Before instrumentation, the subjects were instructed to perform 20-s voluntary end-expiratory apnea maneuvers at functional residual capacity. Care was taken to avoid straining that might result in a Müller or a Valsalva maneuver. For precise timing of the apnea-breathing cycle, a clock was positioned within the subject's visual field. Markers were placed at the 0- and 20-s positions to indicate the beginning and the end of voluntary apnea.

Blood pressure and heart rate measurements.   Beat-by-beat blood pressure and mean arterial pressure (MAP) were determined with a finger photoplethysmographic device (Finapres, Ohmeda, CO) that has been shown to reliably register blood pressure changes induced by physiological maneuvers (27). To prevent finger edema, the Finapres device was turned off for 2 min in the middle of the 30-min repetitive apnea series. Baseline blood pressure was validated with an automated sphygmomanometer (Dinamap, Critikon, FL). A two-lead electrocardiogram was monitored to determine heart rate (HR).

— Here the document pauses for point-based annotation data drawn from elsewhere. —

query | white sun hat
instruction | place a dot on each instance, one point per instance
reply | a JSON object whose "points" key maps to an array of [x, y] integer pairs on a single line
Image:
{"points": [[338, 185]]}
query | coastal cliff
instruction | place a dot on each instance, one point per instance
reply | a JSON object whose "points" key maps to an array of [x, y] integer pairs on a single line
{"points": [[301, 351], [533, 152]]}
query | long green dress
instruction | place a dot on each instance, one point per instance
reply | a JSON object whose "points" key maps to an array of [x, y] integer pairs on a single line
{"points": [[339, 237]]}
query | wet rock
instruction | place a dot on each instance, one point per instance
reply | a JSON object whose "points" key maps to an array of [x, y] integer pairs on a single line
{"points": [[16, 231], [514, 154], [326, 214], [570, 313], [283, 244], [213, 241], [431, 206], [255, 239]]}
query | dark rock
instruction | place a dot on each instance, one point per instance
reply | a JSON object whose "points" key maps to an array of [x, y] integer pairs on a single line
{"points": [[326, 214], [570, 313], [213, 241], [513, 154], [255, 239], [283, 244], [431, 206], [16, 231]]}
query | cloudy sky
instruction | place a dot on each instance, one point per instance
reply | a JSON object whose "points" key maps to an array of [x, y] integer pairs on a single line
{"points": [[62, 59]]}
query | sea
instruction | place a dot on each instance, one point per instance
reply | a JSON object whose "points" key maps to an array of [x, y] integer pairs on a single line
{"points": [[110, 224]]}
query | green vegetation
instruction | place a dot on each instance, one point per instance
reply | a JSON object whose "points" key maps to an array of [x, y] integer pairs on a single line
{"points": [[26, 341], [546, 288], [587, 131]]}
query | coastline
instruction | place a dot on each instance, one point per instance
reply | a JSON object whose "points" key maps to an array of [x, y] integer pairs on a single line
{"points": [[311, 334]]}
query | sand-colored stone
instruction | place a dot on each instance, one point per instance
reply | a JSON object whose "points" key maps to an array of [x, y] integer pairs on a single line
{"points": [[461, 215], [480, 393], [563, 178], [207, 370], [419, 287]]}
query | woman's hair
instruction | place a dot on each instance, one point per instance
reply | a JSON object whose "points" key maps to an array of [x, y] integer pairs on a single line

Microneurography.   Muscle sympathetic nerve activity (MSNA), the sympathetic efferent vasoconstrictor signal directed to skeletal muscle, was determined via peroneal microneurography as described previously (12, 17). Briefly, a tungsten microelectrode was inserted into the peroneal nerve below the fibular head to record activity in efferent sympathetic fascicles carrying skeletal muscle vasoconstrictor nerve traffic to the distal lower extremity. The nerve traffic signal was filtered, amplified, rectified, and integrated and recorded on a Gould TA 4000 recorder (Gould, Valley View, OH). Standard techniques were used to demonstrate that the nerve signal in fact represented MSNA (12, 17). The recordings were analyzed by inspection, and MSNA was expressed as burst incidence (bursts/min) and total amplitude per minute (units/min).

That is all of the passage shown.